Up at the bowsprit the dolphins raced to catch the waves off the bow and would strategically cross above and below one another passing in front of our fast sailing boat. We rode with them at the bow, hooked in and holding tight, as Centime rose up and down with the waves. Below and around us the dolphins played. They were dark gray on top and silvery underneath, and as they maneuvered around each other their stomachs would shine and sparkle with the light of the setting sun and the thousands of bubbles they were creating. A few would even jump higher with their tails fully out of the water. It lasted nearly a half hour and it was spectacular.

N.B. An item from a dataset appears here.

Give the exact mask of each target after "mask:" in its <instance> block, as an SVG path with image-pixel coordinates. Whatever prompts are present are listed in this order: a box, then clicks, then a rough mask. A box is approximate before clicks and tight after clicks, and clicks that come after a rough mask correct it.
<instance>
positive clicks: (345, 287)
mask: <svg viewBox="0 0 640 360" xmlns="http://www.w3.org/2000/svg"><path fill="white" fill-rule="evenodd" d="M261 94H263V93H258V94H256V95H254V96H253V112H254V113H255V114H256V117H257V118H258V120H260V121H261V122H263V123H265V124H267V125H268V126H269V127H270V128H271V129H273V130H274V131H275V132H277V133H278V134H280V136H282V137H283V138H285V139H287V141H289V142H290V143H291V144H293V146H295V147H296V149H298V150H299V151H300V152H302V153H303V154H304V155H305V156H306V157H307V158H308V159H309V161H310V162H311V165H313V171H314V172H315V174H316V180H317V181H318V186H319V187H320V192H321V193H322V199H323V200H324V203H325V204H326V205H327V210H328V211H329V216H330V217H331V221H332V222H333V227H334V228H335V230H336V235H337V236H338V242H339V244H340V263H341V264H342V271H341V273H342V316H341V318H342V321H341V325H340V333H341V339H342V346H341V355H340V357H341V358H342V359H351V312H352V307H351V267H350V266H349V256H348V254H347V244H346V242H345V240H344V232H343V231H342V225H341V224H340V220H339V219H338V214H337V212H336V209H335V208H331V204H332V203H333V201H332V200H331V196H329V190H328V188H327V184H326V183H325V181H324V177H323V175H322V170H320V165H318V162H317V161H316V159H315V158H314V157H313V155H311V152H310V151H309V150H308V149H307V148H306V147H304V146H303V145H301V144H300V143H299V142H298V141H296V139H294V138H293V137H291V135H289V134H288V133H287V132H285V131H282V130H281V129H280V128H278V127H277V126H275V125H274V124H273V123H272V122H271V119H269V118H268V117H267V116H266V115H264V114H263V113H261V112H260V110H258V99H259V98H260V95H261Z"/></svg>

On the sixth morning I had the watch from 4:30am to 8:30am. As the moon set and the sun rose, the winds turned north and strengthened to about 28 knots. The seas began to slap us broadside pretty hard and I had to head her upwind just a bit to keep her steadier. Soon Dennis was up making coffee and adjusting sails, reefing in the mainsail and putting out a reefed genny. For the next 14 hours or so we flew, for six of those hours we sailed at around eight knots.
The most challenging part of the passage was trying to come into Provedencia at night. We had read that it was safest at night to anchor off of a northern reef rather then enter the harbor. The reef is invisible in the dark and we arrived before the moon came up. It was truly scary for me attempting to navigate inside a semi-circular reef in the pitch black of night. I had visions of the boat crashing into the reef and Dennis and I being pitched into a rough, wild ocean, miles away from solid land. As we made the approach, I was at the wheel and Dennis was at the anchor. The boat pitched like a wild horse in the wind and Captain Dennis fortunately decided to abort.

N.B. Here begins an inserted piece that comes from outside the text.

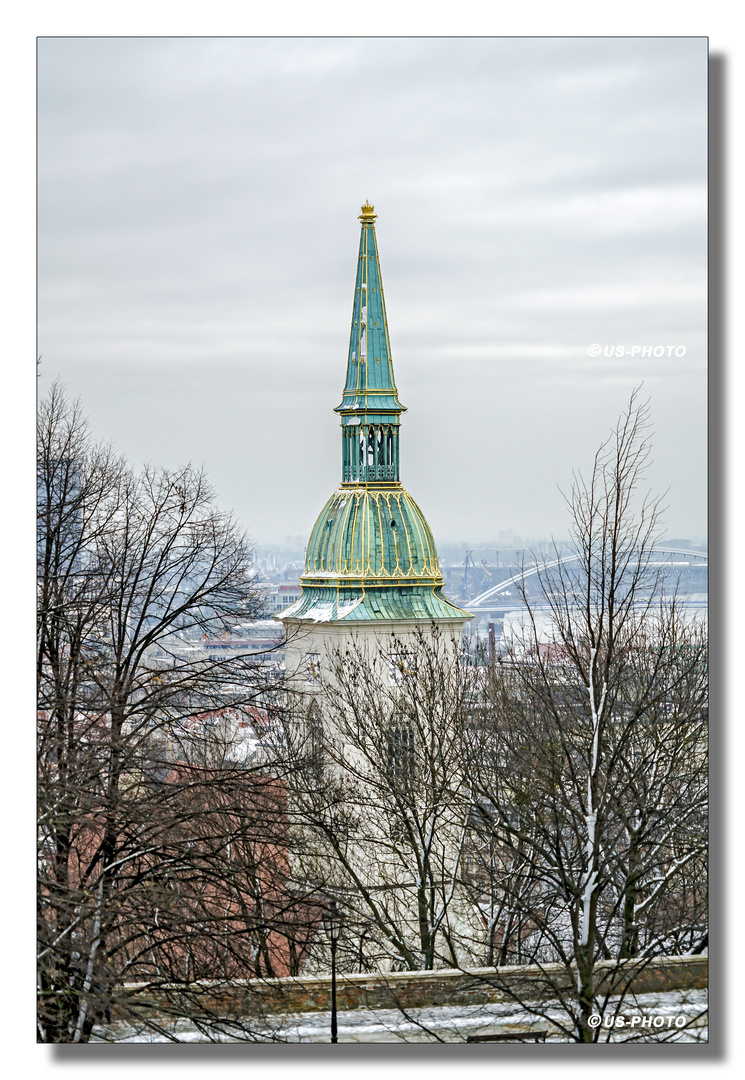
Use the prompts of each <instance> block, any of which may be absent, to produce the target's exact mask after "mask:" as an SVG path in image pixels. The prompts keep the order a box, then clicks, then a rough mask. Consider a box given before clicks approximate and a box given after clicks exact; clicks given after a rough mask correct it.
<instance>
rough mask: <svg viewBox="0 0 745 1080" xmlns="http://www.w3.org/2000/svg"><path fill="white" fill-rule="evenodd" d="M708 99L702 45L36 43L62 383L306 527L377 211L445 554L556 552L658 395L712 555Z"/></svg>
mask: <svg viewBox="0 0 745 1080" xmlns="http://www.w3.org/2000/svg"><path fill="white" fill-rule="evenodd" d="M706 80H707V54H706V40H705V39H704V38H612V39H611V38H606V39H604V38H595V39H592V38H582V39H572V38H563V39H551V38H534V39H520V38H504V39H500V38H482V39H468V38H460V39H423V38H422V39H410V38H409V39H397V38H389V39H375V38H370V39H344V38H335V39H323V38H320V39H272V38H265V39H252V38H229V39H220V38H204V39H201V38H190V39H168V38H161V39H155V38H138V39H135V38H118V39H107V38H87V39H79V38H78V39H76V38H56V39H55V38H41V39H40V42H39V313H40V325H39V351H40V353H41V354H42V377H41V389H42V392H43V391H44V390H45V389H46V388H48V387H49V384H50V382H51V380H52V379H53V378H54V377H55V376H57V375H59V377H60V378H62V379H63V380H64V382H65V383H66V386H67V388H68V390H69V392H70V394H71V395H72V396H75V395H78V394H80V395H81V396H82V399H83V404H84V407H85V411H86V413H87V415H89V416H90V419H91V427H92V430H93V432H94V434H95V436H96V437H98V438H103V440H111V441H113V442H114V444H116V445H117V446H118V447H119V448H120V449H121V450H122V451H123V453H124V454H126V456H127V457H128V458H130V459H131V460H132V461H133V463H135V464H141V463H143V462H144V461H152V462H154V463H162V464H168V465H175V464H177V463H180V462H184V461H187V460H191V461H193V462H195V463H197V464H201V463H204V465H205V467H206V470H207V472H208V474H209V476H211V478H212V481H213V483H214V485H215V487H216V489H217V491H218V496H219V499H220V503H221V504H222V505H223V507H226V508H232V509H233V510H234V511H235V513H236V514H238V516H239V518H240V519H241V522H242V523H243V524H244V525H245V527H246V528H247V530H248V531H249V534H250V535H252V537H253V538H254V540H255V541H256V542H257V543H259V544H260V543H276V542H282V539H283V538H284V537H286V536H298V535H306V536H307V535H308V534H309V532H310V529H311V527H312V525H313V522H314V521H315V517H316V516H317V514H319V512H320V511H321V509H322V507H323V504H324V503H325V501H326V499H327V498H328V497H329V495H330V494H331V492H333V491H334V489H335V488H336V486H337V485H338V482H339V472H340V448H339V443H340V438H339V426H338V418H337V417H336V416H335V414H334V413H333V408H334V406H335V405H337V404H338V402H339V400H340V394H341V388H342V386H343V379H344V368H346V356H347V343H348V335H349V323H350V315H351V310H352V294H353V286H354V269H355V265H356V254H357V243H358V221H357V214H358V213H360V206H361V204H362V203H363V202H364V201H365V199H369V200H370V202H372V203H374V204H375V206H376V213H377V214H378V215H379V217H378V222H377V234H378V242H379V247H380V260H381V270H382V279H383V284H384V289H385V300H387V307H388V316H389V324H390V334H391V343H392V352H393V363H394V367H395V374H396V381H397V384H398V389H399V394H401V399H402V401H403V402H404V404H405V405H406V406H407V407H408V411H407V413H406V414H405V415H404V418H403V429H402V481H403V483H404V485H405V486H406V487H407V489H408V490H410V492H411V495H412V496H414V498H415V499H416V500H417V502H418V503H419V504H420V505H421V508H422V510H423V512H424V514H425V515H426V517H428V519H429V522H430V524H431V526H432V530H433V534H434V537H435V540H436V542H437V544H438V545H445V546H447V545H449V544H450V543H451V542H456V543H457V542H463V541H462V538H463V537H464V536H470V537H472V538H473V540H472V541H471V542H474V543H478V542H492V541H493V540H495V539H497V538H498V537H499V532H500V531H504V530H509V529H512V530H513V531H514V532H515V534H517V535H518V536H523V537H536V538H538V537H543V538H547V537H550V536H551V535H552V534H553V535H555V536H556V537H557V538H563V537H565V536H566V534H567V531H568V519H567V512H566V507H565V504H564V501H563V497H561V495H560V490H559V488H561V489H564V490H566V489H567V488H568V486H569V484H570V483H571V475H572V470H574V469H580V470H582V471H584V472H586V471H587V470H588V469H590V468H591V467H592V459H593V455H594V453H595V450H596V448H597V446H598V445H599V443H600V442H601V441H602V440H604V438H605V437H606V436H607V434H608V432H609V430H610V428H611V427H612V426H613V424H614V422H615V419H617V417H618V415H619V414H620V411H621V410H622V409H623V407H624V405H625V403H626V402H627V400H628V395H629V393H631V391H632V389H633V388H634V387H635V386H638V384H639V383H644V388H642V397H649V399H650V405H651V418H652V424H653V427H654V440H653V442H654V450H653V463H652V465H651V468H650V470H649V484H650V486H651V487H652V488H653V489H654V490H655V491H658V492H660V494H662V492H665V491H666V492H667V495H666V497H665V499H664V503H665V505H666V507H667V511H666V513H665V515H664V521H665V526H666V531H667V535H668V536H669V537H688V538H690V539H691V540H692V541H694V542H695V541H700V540H703V539H705V536H706V468H707V459H706V406H707V402H706ZM595 343H597V345H599V346H600V347H601V353H600V355H599V356H591V355H590V354H588V348H590V347H591V346H592V345H595ZM617 346H624V347H627V348H629V349H631V348H632V347H639V349H641V347H645V346H646V347H648V348H650V349H652V348H654V347H659V348H663V349H664V350H665V352H664V353H663V354H662V355H661V354H659V353H658V355H656V356H655V355H653V354H652V355H644V354H642V353H641V352H639V353H634V354H633V355H625V356H618V355H612V356H607V355H606V354H605V350H606V348H607V347H617ZM670 348H672V349H676V348H677V350H678V354H677V355H676V354H675V352H673V353H672V354H670V353H669V349H670ZM681 349H682V350H683V351H682V353H681V352H680V350H681ZM466 542H468V541H466Z"/></svg>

Once we turned around to leave the wild reef everything began to look up. First the most beautiful red-orange, fat, full moon rose and began to light up the sky. Then with the wind and seas behind us the sailing felt easier. As we came closer to the lee of the land the winds and seas began to diminish. While it was calming slightly, we still had to navigate through what we had read was more difficult then the reef. Dennis got on the VHF radio calling any vessels in the harbor for information. Thankfully the Captain of a large well-lit freighter responded and guided us in. We thanked our lucky stars to finally have arrived and to be safe and snug at anchor.

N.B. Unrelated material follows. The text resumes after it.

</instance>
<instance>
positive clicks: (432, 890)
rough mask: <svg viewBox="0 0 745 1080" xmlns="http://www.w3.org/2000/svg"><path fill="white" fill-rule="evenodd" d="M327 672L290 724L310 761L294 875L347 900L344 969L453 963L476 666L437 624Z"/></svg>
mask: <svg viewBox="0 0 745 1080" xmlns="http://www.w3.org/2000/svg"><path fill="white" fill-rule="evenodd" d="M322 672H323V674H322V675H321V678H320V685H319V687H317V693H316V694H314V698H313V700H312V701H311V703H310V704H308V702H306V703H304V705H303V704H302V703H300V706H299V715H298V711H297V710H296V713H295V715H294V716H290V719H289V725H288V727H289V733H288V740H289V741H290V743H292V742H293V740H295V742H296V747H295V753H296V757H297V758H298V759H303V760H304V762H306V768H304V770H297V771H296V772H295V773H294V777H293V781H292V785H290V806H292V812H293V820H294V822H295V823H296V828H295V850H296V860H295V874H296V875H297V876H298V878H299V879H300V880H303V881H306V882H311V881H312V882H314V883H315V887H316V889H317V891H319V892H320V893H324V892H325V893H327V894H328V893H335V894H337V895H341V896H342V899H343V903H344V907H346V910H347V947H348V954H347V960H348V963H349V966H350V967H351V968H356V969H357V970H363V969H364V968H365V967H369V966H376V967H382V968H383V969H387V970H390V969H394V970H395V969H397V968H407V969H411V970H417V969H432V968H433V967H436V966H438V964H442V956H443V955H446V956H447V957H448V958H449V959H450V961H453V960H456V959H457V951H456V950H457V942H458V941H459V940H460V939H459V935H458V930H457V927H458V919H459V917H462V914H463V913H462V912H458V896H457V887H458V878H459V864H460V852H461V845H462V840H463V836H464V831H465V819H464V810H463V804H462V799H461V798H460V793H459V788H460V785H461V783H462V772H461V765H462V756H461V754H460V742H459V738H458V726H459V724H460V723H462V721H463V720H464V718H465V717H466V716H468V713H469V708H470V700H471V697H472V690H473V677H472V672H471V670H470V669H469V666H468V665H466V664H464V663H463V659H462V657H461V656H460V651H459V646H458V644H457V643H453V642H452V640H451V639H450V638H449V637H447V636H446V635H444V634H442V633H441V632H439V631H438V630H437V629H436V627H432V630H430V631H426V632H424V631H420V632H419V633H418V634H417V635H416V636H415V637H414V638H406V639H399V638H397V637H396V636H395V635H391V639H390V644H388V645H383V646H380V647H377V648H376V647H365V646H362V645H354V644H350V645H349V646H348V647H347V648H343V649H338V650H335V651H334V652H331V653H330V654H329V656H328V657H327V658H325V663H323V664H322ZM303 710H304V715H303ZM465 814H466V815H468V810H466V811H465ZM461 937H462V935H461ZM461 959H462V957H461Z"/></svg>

The Island's name is Providencia, which means heaven. When we finally arrived in this most peaceful beautiful harbor and set the hook - it was heaven. I am so very very glad to be here.
Photos to come
03/22/2013, Casa de Campo, DR
We venture out early tomorrow continuing our journey to Panama, with a couple of stops, weather permittin,g on Isla Beata, off the SW coast of the DR, and Isla Del Providentia off the east coast of Nicargua. We hope to be in Panama by early to mid April and back to New Hampshire for a visit in May.
Please wish us Fair Winds and Calm Seas!!!!!